School’s errors come back to haunt us

Every year, typically at the start of budget discussions, the superintendent of the Mattituck-Cutchogue School District delivers an impassioned performance, proclaiming a “bare bones” budget with threats of cuts to student services and potential layoffs in staffing if the budget is defeated.

This year that performance came a bit early, and he just might be right.

“District Superintendent James McKenna is pretty certain that by the time next year’s budget talks are in the works, the administration and school board will be at the helm of the Titanic … they see an iceberg dead ahead,” as reported in the Dec. 17 Suffolk Times. Mr. McKenna blames contractual increases in teacher salaries and major hikes in health insurance costs, as well as decrease in state aid.

What he forgot to mention was that it was Mr. McKenna, as well as the previous superintendent and several current board members, who encouraged and approved those salary increases, hence subsequent pensions increases. The same individuals forecast student enrollment increases to warrant a $26.1 million building expansion, which the taxpayers will be paying for until 2030.

Five years ago, a group of concerned community members challenged the administration and school board to act in a fiscally prudent manner, to move away from self-insured status and to follow the lead of Fortune 500 companies in reducing operating costs. Those businesses were not awarding multi-year raises. They were asking employees to contribute to insurance costs and participate in givebacks to save the companies and the workers’ jobs.

Instead of heeding such advice, the school board agreed to a five-year teachers’ contract, with additional step raises contributing to future skyrocketing pensions. At that time, “For Sale” signs dotted the landscape, as the community rumbled that they could not keep up with higher taxes. For the first time in the history of the school district, the budget was defeated and those of us who urged conservative spending and a reduction in the magnitude of the building project were ostracized for our “forward thinking.” With all indicators showing enrollment shrinking, not expanding, we continued to urge the school to delay the expansion of the building. Some school staff members admitted privately that enrollment projections were inflated and unsubstantiated, and that the size of the building project was excessive.

But the building was built, which we now need to staff, heat, cool and clean, and the raises awarded. Administrative promotions and raises were and are granted. One highly paid administrative staff member, who declared his intent to retire, was awarded a promotion and a raise one year prior to retirement. Ever wonder why pension costs are so high?

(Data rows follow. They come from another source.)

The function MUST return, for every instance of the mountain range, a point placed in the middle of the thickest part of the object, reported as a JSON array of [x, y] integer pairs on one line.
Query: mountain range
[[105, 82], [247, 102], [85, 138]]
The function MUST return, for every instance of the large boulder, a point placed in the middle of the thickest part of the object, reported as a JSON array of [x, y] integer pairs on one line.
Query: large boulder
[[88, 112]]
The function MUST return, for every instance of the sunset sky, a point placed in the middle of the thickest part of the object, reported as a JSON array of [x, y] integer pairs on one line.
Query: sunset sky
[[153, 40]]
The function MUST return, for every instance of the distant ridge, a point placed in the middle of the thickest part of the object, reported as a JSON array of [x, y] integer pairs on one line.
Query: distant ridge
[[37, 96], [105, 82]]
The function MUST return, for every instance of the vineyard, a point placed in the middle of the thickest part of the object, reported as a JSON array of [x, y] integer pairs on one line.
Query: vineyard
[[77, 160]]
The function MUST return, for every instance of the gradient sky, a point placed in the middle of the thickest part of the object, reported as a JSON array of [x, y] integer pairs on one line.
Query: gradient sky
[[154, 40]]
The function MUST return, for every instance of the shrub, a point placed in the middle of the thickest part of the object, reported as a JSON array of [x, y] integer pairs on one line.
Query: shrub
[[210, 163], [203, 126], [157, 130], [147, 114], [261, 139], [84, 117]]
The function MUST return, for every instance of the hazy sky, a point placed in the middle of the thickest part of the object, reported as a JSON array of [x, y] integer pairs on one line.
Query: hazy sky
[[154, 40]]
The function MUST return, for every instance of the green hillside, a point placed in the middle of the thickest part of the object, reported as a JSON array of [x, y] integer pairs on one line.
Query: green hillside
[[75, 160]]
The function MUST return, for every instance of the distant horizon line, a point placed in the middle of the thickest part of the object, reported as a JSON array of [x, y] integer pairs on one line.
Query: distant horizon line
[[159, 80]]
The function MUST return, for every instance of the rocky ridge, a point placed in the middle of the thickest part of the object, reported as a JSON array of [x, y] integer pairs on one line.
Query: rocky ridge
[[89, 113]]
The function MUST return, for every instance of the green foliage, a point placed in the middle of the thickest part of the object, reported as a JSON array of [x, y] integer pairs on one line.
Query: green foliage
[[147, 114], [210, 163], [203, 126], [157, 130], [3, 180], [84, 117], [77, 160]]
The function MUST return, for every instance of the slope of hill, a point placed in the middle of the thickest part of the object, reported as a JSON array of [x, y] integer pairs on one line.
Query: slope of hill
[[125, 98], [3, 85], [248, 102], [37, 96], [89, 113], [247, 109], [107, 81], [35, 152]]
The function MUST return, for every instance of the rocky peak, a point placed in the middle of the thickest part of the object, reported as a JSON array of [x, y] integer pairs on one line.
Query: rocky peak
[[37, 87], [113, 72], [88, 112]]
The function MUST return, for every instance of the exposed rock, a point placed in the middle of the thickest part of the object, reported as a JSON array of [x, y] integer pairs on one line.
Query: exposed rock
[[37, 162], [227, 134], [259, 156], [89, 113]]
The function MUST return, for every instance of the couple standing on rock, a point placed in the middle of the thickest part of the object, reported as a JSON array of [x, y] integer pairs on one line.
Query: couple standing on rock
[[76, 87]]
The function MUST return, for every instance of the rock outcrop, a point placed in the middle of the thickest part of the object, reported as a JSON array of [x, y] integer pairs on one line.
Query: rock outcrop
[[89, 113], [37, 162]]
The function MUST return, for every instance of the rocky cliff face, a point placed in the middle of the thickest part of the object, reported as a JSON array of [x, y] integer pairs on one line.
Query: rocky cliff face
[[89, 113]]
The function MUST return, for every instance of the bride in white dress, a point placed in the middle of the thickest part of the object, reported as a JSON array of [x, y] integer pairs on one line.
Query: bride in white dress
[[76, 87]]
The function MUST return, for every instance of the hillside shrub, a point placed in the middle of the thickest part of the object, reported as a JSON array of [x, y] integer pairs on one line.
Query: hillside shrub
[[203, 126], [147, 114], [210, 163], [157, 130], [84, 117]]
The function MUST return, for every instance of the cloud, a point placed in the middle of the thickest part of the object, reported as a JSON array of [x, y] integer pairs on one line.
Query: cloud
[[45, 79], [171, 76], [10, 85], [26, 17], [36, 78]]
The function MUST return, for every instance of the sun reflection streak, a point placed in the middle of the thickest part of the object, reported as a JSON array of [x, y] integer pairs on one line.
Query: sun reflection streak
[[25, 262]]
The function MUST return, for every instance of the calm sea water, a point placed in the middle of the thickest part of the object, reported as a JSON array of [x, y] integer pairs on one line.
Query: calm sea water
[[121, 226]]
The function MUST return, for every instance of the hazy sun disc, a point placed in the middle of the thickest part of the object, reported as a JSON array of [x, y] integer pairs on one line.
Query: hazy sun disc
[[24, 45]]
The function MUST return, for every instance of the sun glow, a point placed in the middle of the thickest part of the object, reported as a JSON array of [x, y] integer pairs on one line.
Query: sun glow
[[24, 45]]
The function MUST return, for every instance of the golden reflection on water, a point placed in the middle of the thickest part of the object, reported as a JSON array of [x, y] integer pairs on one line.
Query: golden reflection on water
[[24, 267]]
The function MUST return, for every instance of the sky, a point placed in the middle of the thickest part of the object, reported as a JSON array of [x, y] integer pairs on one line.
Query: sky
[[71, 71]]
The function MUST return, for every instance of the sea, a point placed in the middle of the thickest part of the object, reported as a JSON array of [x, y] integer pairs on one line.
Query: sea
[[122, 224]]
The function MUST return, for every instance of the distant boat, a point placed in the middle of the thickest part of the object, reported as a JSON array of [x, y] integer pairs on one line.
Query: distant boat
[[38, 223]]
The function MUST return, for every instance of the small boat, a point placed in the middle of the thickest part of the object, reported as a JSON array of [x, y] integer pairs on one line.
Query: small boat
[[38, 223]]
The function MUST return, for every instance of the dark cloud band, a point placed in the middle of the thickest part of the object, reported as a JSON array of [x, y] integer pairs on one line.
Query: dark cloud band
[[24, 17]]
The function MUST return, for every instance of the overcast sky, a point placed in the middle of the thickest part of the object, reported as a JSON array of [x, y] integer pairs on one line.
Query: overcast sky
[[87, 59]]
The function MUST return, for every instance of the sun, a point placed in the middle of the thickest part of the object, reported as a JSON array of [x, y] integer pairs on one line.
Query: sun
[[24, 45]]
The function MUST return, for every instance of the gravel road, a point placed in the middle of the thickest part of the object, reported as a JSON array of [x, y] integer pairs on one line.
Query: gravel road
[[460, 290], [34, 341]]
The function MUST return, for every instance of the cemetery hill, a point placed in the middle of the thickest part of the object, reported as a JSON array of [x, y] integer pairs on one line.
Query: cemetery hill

A district that survived an austerity budget years ago now has declining enrollment and more layers of administrators than ever. The public, which assumed the administration would act responsibly after the budget defeat in 2005, has gone to sleep, assuming that elected officials would protect our interests. Board meeting minutes on mufsd.com document the spending, promotions and raises for the administration responsible for letting costs run out of control.

The new governor stated in his inaugural address, “High property taxes from school districts … have fueled a dangerous exodus of residents and businesses. Taxpayers on Long Island are imprisoned in their homes because they cannot afford to pay the property taxes.” Two-thirds of Southold Town property taxes go directly to the schools. Even the author of the demographic study that predicted the student enrollment increase, Jonathan T. Hughes, Ph.D., now concedes “… what we are going to see is a decline [in enrollment] right through 2020.” (Newsday, 1/5/11).

District enrollment was reported at 1,579 in 2005 but 1,514 in 2010. In 2005, the projected enrollment for 2010 was 1,888, but the district has 300 fewer students than the 2005 projection.

The superintendent and board members were all told over and over that the community could not sustain runaway spending and a long-term bond commitment, but disregarded the message. Now it’s services for students and staff jobs that may be threatened. This district simply cannot afford a superintendent with a salary in excess of $157,506 and an assistant superintendent/principal at $145,907 with another principal, two assistant principals, two deans and numerous other department heads.

The administrators and board members did not act responsibly to protect the interests of the students and taxpayers. If this is indeed the Titanic, put the students, faculty and taxpayers in the lifeboats and let the administrators and long-standing board members who allowed this to happen to become casualties of their own arrogance, greed and ineptitude.

Ms. Crosser is a resident of Cutchogue.